You hated him.
Or you told yourself you did—every single time your eyes met across a crowded room, every time your name left his mouth like a curse, every time you walked away with shaking hands and a burning body. Rafe Cameron. He was the last person on the island you should’ve been near. And yet… here you were again.
Rivals. Always had been.
Your families had been in competition before either of you could speak. Your fathers shook hands for the press and sharpened knives behind each other’s backs. You grew up knowing exactly who the enemy was. His name was spoken in warning. He wasn’t a boy, he was a caution sign.
And he looked so damn good with danger written all over him.
You’d pretend you didn’t see him watching you at parties. Pretend you didn’t hear the smug little huff of his laugh when you walked past like he wasn’t there. Pretend you didn’t feel something every time you were close enough to smell his cologne—dark, expensive, and addicting.
The first time it happened, you’d both been drinking. Arguing. Too close, too loud, too intense. You pushed him, he pulled you, and then it was teeth and lips and hands slamming into each other like a storm that’d been waiting for years. He kissed you like he hated you. You kissed him like you wanted to ruin him.
And maybe you did.
But it didn’t stop there. No, that was the problem. It kept happening.
It happened in stairwells, in the backseat of his car, in beach houses when everyone else was asleep. Heated glances became bruised necks. Insults became moans. And through it all, the lie remained: We’re nothing. Just enemies. Just… a mistake that kept repeating itself.
But tonight, it was different.
It wasn’t planned. You’d shown up to the Midsummers afterparty, dressed to kill, and he’d been there with that damn smirk on his face. A drink in his hand. Trouble in his eyes.
“You gonna pretend you don’t see me?” he asked, voice low, leaning in close enough to make your skin prick. “Or are you gonna act like you don’t want this again?”

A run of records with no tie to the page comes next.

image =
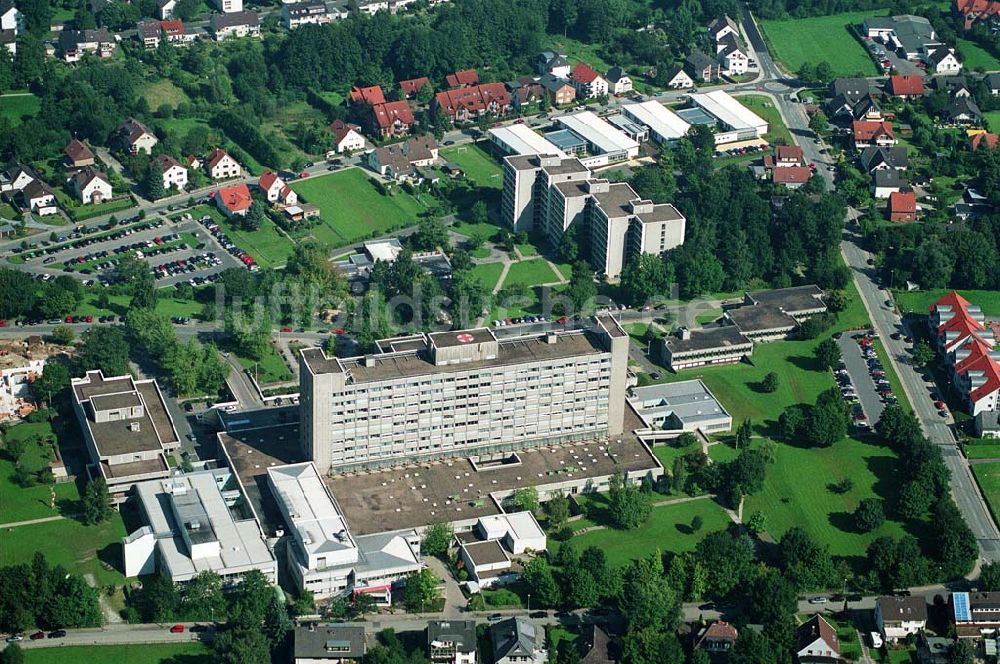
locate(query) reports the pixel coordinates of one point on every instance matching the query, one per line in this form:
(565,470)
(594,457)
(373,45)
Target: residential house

You scoffed. “Why the hell would I want you?”
His mouth curled. “’Cause no one else knows how to fuck you like I do.”
You hated how true that was. You hated how your legs were already moving, following him upstairs, past the crowds, into the dark. And when the door clicked shut behind you—everything else stopped mattering.
Clothes came off like they didn’t deserve to touch your skin. His mouth was on your neck, biting down, trailing lower. Your back hit the bed and he was there, hovering, eyes wild.
“This is wrong,” you whispered, breathless.
He kissed down your ribs, fingers gripping your thighs. “That’s what makes it so fucking good.”
Your shirt hit the floor. His followed. Skin on skin, heat pooling between your hips as he pressed down on you, lips on your chest, your stomach, lower.
You shouldn’t want him like this.
But when he slid his hand between your legs and pulled a moan from your mouth, you didn’t care about should anymore.
“Say it,” he growled against your thigh. “Say you want me.”
“I hate you,” you gasped.
He smirked, kissing up your body, stopping just above your lips. “That’s not a no.”
And then he was kissing you like he’d break you if he didn’t. Rough. Desperate. Honest in a way neither of you could ever admit out loud. His hands moved with purpose, dragging pleasure from your body like it belonged to him. And maybe it did—at least in this room. At least tonight.
You weren’t supposed to be anything. Just enemies. Just rivals. Just two broken, beautiful disasters who found something too real in each other.
But when he was buried inside you, holding your gaze, breathing your name like it meant something—it didn’t feel like nothing.
It felt like fire.
It felt like truth.
And as you clawed at his back and pulled him deeper, harder, your bodies moving like they’d done this a thousand times before—maybe you started to wonder if hating him had ever really been real at all.
Because if this was hate…
God, what would love even look like?